Colombie : le Conseil de sécurité charge la Mission de l'ONU de participer jusqu'en janvier 2018 au mécanisme de surveillance du cessez-le-feu

5 octobre 2017

À la demande du gouvernement colombien et de l'Armée de libération nationale (ELN), le Conseil de sécurité a décidé jeudi que la Mission de vérification des Nations Unies en Colombie participera à titre provisoire, jusqu'au 9 janvier 2018, aux travaux du mécanisme de surveillance et de vérification agréé par les deux parties.

En adoptant, à l'unanimité de ses 15 membres, la résolution 2381 (2017), le Conseil a également confié à la Mission les tâches suivantes : veiller au respect du cessez-le-feu national bilatéral temporaire signé avec l'ELN le 4 septembre dernier ; s'efforcer de prévenir les incidents ; permettre aux parties d'intervenir rapidement le cas échéant ; et vérifier le respect par les parties du cessez-le-feu.

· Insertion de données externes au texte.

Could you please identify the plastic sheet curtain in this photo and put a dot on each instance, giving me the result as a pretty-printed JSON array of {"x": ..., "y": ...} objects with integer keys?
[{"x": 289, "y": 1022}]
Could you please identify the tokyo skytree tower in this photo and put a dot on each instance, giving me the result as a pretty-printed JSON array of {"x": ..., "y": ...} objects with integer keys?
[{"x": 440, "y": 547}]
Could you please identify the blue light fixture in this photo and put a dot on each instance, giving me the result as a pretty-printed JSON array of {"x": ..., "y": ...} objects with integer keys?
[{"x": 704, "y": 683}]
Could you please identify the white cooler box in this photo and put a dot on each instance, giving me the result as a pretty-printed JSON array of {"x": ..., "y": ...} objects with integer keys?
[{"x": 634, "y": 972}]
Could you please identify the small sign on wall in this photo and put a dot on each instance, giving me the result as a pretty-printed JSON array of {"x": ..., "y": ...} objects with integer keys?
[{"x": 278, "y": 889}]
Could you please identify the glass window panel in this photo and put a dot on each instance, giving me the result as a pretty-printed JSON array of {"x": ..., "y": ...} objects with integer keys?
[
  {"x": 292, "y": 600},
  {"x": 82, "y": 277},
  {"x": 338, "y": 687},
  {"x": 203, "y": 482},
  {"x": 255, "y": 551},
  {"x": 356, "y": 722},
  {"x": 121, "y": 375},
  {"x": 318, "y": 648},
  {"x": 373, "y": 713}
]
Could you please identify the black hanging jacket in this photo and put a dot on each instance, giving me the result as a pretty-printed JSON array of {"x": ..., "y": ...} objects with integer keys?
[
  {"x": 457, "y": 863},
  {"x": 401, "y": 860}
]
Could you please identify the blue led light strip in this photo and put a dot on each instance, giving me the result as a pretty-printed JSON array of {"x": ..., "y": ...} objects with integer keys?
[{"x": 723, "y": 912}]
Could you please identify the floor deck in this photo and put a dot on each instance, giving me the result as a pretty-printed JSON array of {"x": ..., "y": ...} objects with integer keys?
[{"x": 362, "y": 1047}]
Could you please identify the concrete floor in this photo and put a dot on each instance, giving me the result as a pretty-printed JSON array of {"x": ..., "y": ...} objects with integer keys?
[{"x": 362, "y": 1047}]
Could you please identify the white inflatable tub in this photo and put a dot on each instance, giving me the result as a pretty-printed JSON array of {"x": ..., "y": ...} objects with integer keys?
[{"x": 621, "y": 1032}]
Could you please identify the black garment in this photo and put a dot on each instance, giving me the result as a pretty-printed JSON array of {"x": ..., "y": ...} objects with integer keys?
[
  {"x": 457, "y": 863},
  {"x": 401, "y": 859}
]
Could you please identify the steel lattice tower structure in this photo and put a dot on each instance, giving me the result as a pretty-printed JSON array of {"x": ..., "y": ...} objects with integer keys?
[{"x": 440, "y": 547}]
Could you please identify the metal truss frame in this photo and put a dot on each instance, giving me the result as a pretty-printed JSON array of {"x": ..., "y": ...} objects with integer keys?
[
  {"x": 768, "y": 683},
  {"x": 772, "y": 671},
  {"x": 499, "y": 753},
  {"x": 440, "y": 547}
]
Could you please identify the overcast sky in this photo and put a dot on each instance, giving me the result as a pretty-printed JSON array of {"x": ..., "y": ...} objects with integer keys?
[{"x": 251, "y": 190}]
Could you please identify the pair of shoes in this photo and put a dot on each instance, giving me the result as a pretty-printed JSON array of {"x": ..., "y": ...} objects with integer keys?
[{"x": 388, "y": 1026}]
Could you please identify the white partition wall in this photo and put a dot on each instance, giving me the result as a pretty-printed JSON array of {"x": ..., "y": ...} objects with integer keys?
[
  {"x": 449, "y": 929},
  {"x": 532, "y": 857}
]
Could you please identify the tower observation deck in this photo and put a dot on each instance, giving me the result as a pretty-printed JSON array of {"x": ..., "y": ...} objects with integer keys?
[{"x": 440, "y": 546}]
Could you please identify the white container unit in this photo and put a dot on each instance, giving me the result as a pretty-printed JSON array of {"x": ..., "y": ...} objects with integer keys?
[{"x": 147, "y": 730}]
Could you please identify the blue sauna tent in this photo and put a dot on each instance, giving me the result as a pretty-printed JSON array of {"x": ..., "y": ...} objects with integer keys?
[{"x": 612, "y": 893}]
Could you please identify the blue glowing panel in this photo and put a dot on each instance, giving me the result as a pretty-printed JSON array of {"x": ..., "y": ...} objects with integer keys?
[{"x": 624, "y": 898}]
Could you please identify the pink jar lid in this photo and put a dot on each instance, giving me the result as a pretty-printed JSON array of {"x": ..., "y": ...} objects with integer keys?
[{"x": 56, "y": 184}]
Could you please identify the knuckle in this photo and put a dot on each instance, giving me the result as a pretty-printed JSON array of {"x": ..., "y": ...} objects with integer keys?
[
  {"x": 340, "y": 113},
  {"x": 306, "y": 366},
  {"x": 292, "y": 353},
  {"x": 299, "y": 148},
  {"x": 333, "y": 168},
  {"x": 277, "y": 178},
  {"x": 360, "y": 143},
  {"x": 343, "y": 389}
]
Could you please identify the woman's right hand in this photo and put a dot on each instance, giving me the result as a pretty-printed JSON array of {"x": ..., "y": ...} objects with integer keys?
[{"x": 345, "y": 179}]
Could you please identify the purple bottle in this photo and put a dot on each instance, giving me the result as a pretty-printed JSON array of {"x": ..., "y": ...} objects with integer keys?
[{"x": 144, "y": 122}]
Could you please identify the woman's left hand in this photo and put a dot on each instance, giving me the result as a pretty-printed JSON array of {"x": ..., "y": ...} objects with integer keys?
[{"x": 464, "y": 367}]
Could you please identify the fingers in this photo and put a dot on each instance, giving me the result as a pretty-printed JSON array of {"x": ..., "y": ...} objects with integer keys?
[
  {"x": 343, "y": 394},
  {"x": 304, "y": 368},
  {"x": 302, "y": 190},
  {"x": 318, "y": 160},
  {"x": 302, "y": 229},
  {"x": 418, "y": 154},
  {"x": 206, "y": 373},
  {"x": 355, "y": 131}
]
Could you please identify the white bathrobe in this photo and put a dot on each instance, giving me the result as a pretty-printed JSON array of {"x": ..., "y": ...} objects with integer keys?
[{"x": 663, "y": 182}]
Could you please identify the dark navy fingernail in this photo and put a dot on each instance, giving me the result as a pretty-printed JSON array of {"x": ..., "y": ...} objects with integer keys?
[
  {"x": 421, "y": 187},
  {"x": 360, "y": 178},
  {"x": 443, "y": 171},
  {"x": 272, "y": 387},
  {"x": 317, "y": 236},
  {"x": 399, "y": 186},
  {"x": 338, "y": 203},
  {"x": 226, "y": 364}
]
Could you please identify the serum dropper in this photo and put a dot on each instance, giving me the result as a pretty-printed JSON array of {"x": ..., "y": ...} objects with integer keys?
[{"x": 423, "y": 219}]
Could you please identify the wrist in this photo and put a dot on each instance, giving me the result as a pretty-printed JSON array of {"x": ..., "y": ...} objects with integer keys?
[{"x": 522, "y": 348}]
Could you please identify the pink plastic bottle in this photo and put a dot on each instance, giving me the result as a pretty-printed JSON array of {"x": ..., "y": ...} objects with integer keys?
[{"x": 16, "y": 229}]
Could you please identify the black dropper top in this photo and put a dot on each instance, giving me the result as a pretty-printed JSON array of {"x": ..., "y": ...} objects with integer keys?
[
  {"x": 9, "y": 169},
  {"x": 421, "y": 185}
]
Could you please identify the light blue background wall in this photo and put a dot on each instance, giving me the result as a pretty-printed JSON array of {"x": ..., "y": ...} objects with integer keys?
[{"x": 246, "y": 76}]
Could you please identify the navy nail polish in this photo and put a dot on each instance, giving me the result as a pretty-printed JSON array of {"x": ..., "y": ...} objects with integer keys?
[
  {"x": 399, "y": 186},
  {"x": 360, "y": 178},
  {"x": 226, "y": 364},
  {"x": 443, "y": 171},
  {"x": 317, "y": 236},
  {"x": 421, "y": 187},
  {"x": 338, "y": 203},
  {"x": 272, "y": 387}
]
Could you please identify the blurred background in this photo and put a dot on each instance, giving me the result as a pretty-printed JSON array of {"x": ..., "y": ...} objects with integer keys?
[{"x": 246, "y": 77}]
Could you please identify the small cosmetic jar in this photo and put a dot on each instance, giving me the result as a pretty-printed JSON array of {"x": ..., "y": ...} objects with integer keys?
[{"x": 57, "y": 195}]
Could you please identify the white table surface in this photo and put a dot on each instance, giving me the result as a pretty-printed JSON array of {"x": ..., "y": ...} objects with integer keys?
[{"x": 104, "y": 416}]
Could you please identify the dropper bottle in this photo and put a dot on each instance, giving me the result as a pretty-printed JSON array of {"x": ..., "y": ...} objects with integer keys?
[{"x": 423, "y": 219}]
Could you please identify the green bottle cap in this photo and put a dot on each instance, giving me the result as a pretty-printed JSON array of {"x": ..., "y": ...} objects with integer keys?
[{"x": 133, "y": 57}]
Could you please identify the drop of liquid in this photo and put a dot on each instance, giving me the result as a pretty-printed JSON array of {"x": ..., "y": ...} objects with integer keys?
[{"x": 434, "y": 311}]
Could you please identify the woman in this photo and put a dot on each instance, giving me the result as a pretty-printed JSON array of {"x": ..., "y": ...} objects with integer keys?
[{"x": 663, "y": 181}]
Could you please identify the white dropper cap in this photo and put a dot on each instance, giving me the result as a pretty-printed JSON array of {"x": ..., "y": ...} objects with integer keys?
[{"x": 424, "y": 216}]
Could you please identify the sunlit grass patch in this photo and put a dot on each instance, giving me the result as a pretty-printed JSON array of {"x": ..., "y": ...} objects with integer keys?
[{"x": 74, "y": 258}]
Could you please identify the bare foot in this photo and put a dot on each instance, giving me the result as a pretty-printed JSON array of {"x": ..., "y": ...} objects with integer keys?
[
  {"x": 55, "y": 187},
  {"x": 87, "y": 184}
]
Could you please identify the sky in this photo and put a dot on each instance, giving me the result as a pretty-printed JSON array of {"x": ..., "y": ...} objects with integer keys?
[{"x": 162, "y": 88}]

Dans le préambule de ce texte, le Conseil rappelle le rôle positif joué par la Mission des Nations Unies en Colombie, dont le mandat a pris fin le 25 septembre 2017 et à laquelle succède la Mission de vérification, pour remplir des fonctions similaires entre le Gouvernement colombien et les Forces armées révolutionnaires de Colombie-Armée populaire (FARC-EP).

Sur recommandation du Secrétaire général, le Conseil a approuvé le nombre de 70 observateurs internationaux pour la Mission, exigé par « les tâches de liaison avec les Forces armées de la Colombie et l'ELN pour éviter les conflits de mouvement et prévenir les confrontations armées ».

Dans une déclaration lue par le Président du Conseil de sécurité pour le mois d'octobre, François de Delattre, de la France, les autres membres saluent les remarquables avancées réalisées en Colombie depuis la conclusion de l'Accord final pour la fin du conflit et la construction d'une paix stable et durable entre le gouvernement colombien et les FARC-EP.

Aux termes de cette déclaration, le Conseil félicite plus précisément les parties pour l'aboutissement du cessez-le-feu, la cessation des hostilités, le dépôt des armes et la transformation des FARC-EP en parti politique, « ce qui a permis de mettre fin à un conflit qui durait depuis plus de cinquante ans ».

Il souligne que, grâce à la détermination et à la volonté résolue des parties, « le processus de paix en Colombie reste une source d'inspiration pour le règlement de conflits et pourrait servir d'exemple à d'autres processus de paix dans le monde ».